目を疑った。理解が追い付かなかった。始めて幻覚を見ているのだと思った。
人が、死んでる。
バカな、そんなことがあるはずがない。昨日までそんな前兆無かったじゃないか。訳が分からない。
あれは作り物だ。そんなもの用意する意味が学校に着くあるのか?
幻覚だ!間違いなく現実だ。
そしてその側で、カチカチと音を建てて顎を動かしている。
それは巨大なアリだ。真っ直ぐ立てばニメートルになりそうな巨体。黒く頑丈そうな甲殻が黒光りを放つ。
時折触覚を揺らして何かをしている。
そんな現実離れした光景を前に俺は動けなくなっていた。
頭を恐怖が支配する。目を逸らして逃げたいのにそのアリのようなモノから目を逸らすことが出来ない。

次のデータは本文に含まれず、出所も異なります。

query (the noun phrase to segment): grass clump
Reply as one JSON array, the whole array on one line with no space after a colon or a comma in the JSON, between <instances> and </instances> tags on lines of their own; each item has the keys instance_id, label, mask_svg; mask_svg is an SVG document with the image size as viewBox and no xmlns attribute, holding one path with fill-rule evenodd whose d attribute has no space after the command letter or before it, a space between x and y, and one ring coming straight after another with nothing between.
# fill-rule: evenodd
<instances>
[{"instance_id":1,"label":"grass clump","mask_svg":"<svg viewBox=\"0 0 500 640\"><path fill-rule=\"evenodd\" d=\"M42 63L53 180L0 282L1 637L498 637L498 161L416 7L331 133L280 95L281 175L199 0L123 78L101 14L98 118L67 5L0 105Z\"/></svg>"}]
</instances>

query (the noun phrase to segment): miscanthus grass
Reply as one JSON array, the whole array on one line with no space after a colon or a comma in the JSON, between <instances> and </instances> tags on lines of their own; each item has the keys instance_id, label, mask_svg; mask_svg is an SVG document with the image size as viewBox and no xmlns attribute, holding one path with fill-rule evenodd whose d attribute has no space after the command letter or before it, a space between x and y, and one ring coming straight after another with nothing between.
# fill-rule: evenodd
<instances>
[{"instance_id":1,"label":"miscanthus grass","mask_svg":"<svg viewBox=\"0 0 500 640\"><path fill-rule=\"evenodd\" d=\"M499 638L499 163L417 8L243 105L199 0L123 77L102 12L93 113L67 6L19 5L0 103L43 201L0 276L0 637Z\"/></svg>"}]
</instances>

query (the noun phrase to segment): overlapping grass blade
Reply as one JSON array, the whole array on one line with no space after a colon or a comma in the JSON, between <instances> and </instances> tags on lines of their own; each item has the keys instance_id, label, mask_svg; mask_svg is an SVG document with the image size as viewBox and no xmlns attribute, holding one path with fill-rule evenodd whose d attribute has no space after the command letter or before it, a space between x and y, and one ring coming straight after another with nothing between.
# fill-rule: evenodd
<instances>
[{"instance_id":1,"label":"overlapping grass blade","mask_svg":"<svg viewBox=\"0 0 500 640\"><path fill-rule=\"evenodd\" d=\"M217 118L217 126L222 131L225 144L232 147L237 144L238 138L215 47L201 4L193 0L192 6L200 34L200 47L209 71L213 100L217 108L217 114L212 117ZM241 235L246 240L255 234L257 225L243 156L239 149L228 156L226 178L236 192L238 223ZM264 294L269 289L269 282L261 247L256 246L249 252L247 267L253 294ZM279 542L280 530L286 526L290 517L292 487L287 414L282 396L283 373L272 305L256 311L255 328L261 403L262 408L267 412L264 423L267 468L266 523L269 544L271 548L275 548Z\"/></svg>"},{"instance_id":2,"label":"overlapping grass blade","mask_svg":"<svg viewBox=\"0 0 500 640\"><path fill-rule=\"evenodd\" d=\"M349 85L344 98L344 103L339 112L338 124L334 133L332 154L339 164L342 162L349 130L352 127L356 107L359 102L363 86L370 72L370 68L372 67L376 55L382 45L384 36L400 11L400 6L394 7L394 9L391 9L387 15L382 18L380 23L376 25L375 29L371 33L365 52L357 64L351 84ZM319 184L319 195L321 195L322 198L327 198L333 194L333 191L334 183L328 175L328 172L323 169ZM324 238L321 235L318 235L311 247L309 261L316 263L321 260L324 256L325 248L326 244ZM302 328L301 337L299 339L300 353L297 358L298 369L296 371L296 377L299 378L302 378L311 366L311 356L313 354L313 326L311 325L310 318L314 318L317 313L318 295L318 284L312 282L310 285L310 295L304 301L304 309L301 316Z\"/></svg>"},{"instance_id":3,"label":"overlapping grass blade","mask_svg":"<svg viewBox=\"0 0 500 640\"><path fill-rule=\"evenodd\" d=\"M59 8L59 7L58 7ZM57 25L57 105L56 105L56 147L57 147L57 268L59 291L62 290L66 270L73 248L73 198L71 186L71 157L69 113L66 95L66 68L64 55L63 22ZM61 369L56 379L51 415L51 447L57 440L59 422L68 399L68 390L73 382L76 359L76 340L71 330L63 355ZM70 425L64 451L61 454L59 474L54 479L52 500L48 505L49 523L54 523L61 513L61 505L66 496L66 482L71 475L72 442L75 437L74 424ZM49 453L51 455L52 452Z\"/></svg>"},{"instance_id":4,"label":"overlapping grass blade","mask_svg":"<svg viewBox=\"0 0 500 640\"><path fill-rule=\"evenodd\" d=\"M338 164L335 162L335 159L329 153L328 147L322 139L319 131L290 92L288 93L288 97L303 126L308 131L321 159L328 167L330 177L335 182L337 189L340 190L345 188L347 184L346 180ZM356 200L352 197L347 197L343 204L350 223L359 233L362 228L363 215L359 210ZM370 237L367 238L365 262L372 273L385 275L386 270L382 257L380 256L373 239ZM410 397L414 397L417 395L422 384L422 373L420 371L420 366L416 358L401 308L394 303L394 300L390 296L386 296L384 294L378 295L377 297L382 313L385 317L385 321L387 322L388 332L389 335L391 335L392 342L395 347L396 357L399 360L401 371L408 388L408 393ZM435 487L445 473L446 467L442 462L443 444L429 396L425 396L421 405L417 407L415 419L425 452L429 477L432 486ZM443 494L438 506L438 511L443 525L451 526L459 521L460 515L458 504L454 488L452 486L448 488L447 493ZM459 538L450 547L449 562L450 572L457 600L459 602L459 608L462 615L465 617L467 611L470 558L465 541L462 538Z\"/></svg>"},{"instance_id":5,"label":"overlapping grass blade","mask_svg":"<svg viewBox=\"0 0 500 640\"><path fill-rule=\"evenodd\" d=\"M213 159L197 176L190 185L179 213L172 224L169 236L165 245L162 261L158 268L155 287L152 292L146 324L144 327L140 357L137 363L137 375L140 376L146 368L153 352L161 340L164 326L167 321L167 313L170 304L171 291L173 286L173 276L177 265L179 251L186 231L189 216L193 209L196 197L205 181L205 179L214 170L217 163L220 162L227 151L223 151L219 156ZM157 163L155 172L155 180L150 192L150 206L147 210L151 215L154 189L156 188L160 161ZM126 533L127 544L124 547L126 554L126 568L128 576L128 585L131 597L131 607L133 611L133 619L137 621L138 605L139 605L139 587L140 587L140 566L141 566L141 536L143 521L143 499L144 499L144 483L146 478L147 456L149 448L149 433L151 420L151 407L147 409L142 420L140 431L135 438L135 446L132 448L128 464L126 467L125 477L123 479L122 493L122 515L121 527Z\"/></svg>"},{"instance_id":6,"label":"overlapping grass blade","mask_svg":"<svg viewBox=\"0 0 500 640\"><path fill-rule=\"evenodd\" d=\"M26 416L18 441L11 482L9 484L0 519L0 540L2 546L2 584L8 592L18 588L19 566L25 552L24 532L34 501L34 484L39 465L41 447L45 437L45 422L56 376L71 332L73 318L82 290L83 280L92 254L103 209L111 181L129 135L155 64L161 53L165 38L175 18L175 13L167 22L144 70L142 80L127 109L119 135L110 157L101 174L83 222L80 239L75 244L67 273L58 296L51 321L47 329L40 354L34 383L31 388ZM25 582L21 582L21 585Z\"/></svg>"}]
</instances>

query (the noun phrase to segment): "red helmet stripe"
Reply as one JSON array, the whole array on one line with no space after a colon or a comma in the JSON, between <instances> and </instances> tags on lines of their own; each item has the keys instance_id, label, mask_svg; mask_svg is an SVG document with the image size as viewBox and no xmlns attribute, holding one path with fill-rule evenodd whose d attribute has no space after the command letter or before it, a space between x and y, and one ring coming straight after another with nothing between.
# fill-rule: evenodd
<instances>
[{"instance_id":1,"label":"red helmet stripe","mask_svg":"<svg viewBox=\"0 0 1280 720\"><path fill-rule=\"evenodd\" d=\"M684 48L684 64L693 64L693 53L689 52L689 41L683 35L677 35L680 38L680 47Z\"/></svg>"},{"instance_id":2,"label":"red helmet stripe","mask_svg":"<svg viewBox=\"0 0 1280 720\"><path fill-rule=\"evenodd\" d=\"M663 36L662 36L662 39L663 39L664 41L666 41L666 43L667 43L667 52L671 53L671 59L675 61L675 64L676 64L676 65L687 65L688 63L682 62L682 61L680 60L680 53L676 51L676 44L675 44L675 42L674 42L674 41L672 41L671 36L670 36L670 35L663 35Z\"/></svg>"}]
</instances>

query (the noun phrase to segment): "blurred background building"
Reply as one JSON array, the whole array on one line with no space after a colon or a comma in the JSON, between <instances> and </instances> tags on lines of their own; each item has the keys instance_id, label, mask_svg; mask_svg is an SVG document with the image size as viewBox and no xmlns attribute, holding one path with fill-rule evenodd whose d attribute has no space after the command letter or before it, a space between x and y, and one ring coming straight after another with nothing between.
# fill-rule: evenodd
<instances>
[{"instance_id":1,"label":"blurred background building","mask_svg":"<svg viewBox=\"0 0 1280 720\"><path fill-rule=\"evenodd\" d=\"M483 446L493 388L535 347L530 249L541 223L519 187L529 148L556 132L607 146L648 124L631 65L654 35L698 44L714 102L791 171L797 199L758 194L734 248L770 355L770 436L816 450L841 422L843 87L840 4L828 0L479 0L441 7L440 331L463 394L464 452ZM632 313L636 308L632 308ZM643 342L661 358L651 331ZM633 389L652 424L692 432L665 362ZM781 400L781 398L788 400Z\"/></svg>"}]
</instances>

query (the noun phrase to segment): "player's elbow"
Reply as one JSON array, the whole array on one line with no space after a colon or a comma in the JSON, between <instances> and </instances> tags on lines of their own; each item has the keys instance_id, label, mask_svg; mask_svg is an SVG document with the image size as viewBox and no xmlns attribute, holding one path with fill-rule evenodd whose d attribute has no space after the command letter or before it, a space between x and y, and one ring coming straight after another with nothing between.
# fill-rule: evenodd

そのとき、触覚が一瞬速く動いたと思ったら、アリがこちらを見る。
感情の読めない複眼に睨み付けられ思考が停止する。何も考えることが出来ない。
その巨大なアリはカチカチと顎をならしてこちらの様子を伺っている。
ようやく体が逃げようと動こうとしたが、脚が震えてその場に倒れ込んでしまった。
それを合図に巨大なアリが突進するかのように走ってきた。
「うわぁぁぁぁぁぁ!!」
喉から悲鳴をあげることで体の拘束が解かれたかのように動き始める。
後ろからはカチカチと、音が追いかけてくる。それがひたすら怖く、ひたすら逃げた。